Il matrimonio è di origine divina e non umana. Anzi possiamo affermare dal racconto del primo capitolo della Genesi, che già all’inizio l’uomo e la donna furono creati come coppia, alla quale il Signore ha affidato il governo di tutta la terra. Nel secondo capitolo della Genesi è rivelato come al di fuori del matrimonio, l’uomo è un essere che non trova nell’intera creazione un aiuto simile a lui o a lui corrispondente. Il matrimonio fa sì che l’uomo sia veramente uomo e la donna veramente donna, cioè padre e madre di vita. È nel matrimonio che si forma la sola carne generatrice della vita. La vita è frutto della sola carne.

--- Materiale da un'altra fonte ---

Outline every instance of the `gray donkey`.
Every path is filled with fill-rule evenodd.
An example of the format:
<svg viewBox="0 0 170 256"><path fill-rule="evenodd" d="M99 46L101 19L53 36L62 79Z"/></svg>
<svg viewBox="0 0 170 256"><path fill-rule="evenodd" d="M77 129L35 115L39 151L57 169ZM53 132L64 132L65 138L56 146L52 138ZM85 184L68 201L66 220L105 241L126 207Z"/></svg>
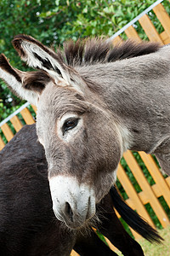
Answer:
<svg viewBox="0 0 170 256"><path fill-rule="evenodd" d="M35 72L0 56L0 77L37 106L55 216L74 229L95 214L127 149L154 153L170 173L170 46L69 41L55 53L33 38L13 44Z"/></svg>

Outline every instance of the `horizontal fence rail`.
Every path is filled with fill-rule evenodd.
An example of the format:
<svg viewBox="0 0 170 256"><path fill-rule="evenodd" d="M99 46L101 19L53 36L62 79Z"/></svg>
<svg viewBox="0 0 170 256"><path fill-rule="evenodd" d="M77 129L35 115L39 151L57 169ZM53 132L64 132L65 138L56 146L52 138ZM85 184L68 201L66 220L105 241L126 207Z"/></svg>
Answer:
<svg viewBox="0 0 170 256"><path fill-rule="evenodd" d="M161 3L163 1L156 1L110 39L113 40L114 44L121 43L122 40L122 34L125 33L128 38L140 41L141 38L135 30L135 22L139 21L150 41L159 42L161 44L170 44L170 18L163 5ZM154 24L147 15L147 13L151 9L153 9L164 28L164 31L161 34L157 32ZM26 103L1 122L0 150L23 125L35 123L33 118L35 115L36 108L31 106L29 103ZM124 153L123 161L119 164L117 172L119 180L118 187L122 188L125 191L128 197L126 199L128 205L136 210L151 226L156 227L153 216L151 216L148 211L148 205L151 208L153 214L155 214L160 222L160 225L165 228L170 224L168 218L168 212L170 210L170 177L163 177L153 156L146 154L144 152L139 152L138 157L140 158L140 162L137 160L133 153L130 151ZM123 162L126 163L126 167L123 167ZM144 174L144 167L148 172L147 177ZM134 182L132 181L131 177L133 177L133 181L135 180L140 191L138 191L135 188ZM152 184L148 181L149 179L152 180ZM167 211L165 211L162 207L162 201L164 201L164 205L166 204L167 206ZM120 217L118 213L117 215ZM130 230L135 238L139 237L139 235L132 229L130 229ZM108 239L105 238L105 240L110 247L115 250L114 246ZM72 251L71 256L76 255L78 254Z"/></svg>

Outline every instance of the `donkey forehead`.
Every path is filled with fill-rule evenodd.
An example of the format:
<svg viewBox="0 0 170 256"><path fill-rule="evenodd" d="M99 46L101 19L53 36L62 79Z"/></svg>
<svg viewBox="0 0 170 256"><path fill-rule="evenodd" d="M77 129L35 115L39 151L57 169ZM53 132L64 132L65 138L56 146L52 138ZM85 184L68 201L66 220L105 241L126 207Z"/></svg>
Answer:
<svg viewBox="0 0 170 256"><path fill-rule="evenodd" d="M47 113L48 116L60 118L67 112L82 113L89 108L89 104L74 89L48 84L40 96L37 107L42 117Z"/></svg>

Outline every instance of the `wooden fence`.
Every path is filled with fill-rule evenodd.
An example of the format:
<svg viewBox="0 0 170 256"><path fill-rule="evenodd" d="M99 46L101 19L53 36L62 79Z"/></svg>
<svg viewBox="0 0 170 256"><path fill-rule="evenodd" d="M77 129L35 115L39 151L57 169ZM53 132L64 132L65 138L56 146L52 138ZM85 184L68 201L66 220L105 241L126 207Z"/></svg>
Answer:
<svg viewBox="0 0 170 256"><path fill-rule="evenodd" d="M159 42L162 44L170 44L170 18L163 5L159 3L162 1L157 2L158 4L153 8L153 11L164 28L164 31L161 34L157 32L145 12L140 15L139 19L136 19L135 21L139 20L149 40ZM132 25L132 22L128 24L124 30L122 29L122 33L119 32L118 35L116 33L116 36L113 36L114 38L111 38L113 39L113 44L122 41L121 37L122 33L126 33L129 38L133 38L138 41L141 40L134 27L135 26ZM0 123L0 150L4 147L5 143L14 137L14 134L19 131L25 124L31 125L35 122L32 117L32 113L35 113L35 111L36 108L34 106L31 107L28 103L26 103L14 114L10 115L8 119ZM127 199L126 201L133 209L135 209L154 227L155 224L153 219L145 207L146 204L150 204L160 224L163 228L165 228L170 224L168 218L168 212L170 209L170 177L165 178L162 176L159 167L151 155L146 154L144 152L139 152L139 155L141 157L143 163L145 165L145 167L150 172L152 181L154 181L154 184L150 185L148 183L148 180L133 154L130 151L127 151L123 154L124 161L126 161L128 166L130 168L131 174L133 175L133 177L136 179L141 191L139 193L137 192L131 179L129 178L129 175L127 174L127 172L123 169L120 163L117 177L128 195L128 199ZM160 197L162 197L162 199L163 198L164 201L167 203L167 212L160 202ZM139 236L136 232L133 230L131 230L131 231L135 238L139 238ZM115 249L107 239L106 241L110 247L112 249ZM71 255L78 254L72 252Z"/></svg>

Altre vie non sono secondo Dio.

Dio disse: «Facciamo l’uomo a nostra immagine, secondo la nostra somiglianza: dòmini sui pesci del mare e sugli uccelli del cielo, sul bestiame, su tutti gli animali selvatici e su tutti i rettili che strisciano sulla terra». E Dio creò l’uomo a sua immagine; a immagine di Dio lo creò: maschio e femmina li creò. Dio li benedisse e Dio disse loro: «Siate fecondi e moltiplicatevi, riempite la terra e soggiogatela, dominate sui pesci del mare e sugli uccelli del cielo e su ogni essere vivente che striscia sulla terra» (Gen 1,26-28).

E il Signore Dio disse: «Non è bene che l’uomo sia solo: voglio fargli un aiuto che gli corrisponda». Allora il Signore Dio plasmò dal suolo ogni sorta di animali selvatici e tutti gli uccelli del cielo e li condusse all’uomo, per vedere come li avrebbe chiamati: in qualunque modo l’uomo avesse chiamato ognuno degli esseri viventi, quello doveva essere il suo nome. Così l’uomo impose nomi a tutto il bestiame, a tutti gli uccelli del cielo e a tutti gli animali selvatici, ma per l’uomo non trovò un aiuto che gli corrispondesse. Allora il Signore Dio fece scendere un torpore sull’uomo, che si addormentò; gli tolse una delle costole e richiuse la carne al suo posto. Il Signore Dio formò con la costola, che aveva tolta all’uomo, una donna e la condusse all’uomo. Allora l’uomo disse: «Questa volta è osso dalle mie ossa, carne dalla mia carne. La si chiamerà donna, perché dall’uomo è stata tolta». Per questo l’uomo lascerà suo padre e sua madre e si unirà a sua moglie, e i due saranno un’unica carne (Gen 2,18-23).

Oggi il matrimonio è minacciato da ogni lato. Lo si vuole abbattere a qualsiasi costo, anche al costo di distruggere l’intera umanità. Un popolo, una nazione senza stabilità nel matrimonio è destinato a scomparire dalla faccia della terra. Non c’è futuro per la vita senza la stabilità del matrimonio. Così Dio ha creato l’uomo – maschio e femmina per formare una sola carne senza mai più dividere ciò che Dio ha congiunto – così deve rimanere in eterno. Nessuno può sfidare la legge del Signore. Può anche sfidarla, ma dalla sfida non nasce alcuna vita, ma solo morte. Che la morte stia ormai distruggendo i popoli e le nazioni che hanno distrutto il matrimonio, è sotto gli occhi di tutti. Solo chi è cieco non si accorge del disastro sociale e civile operato dalla devastazione della famiglia.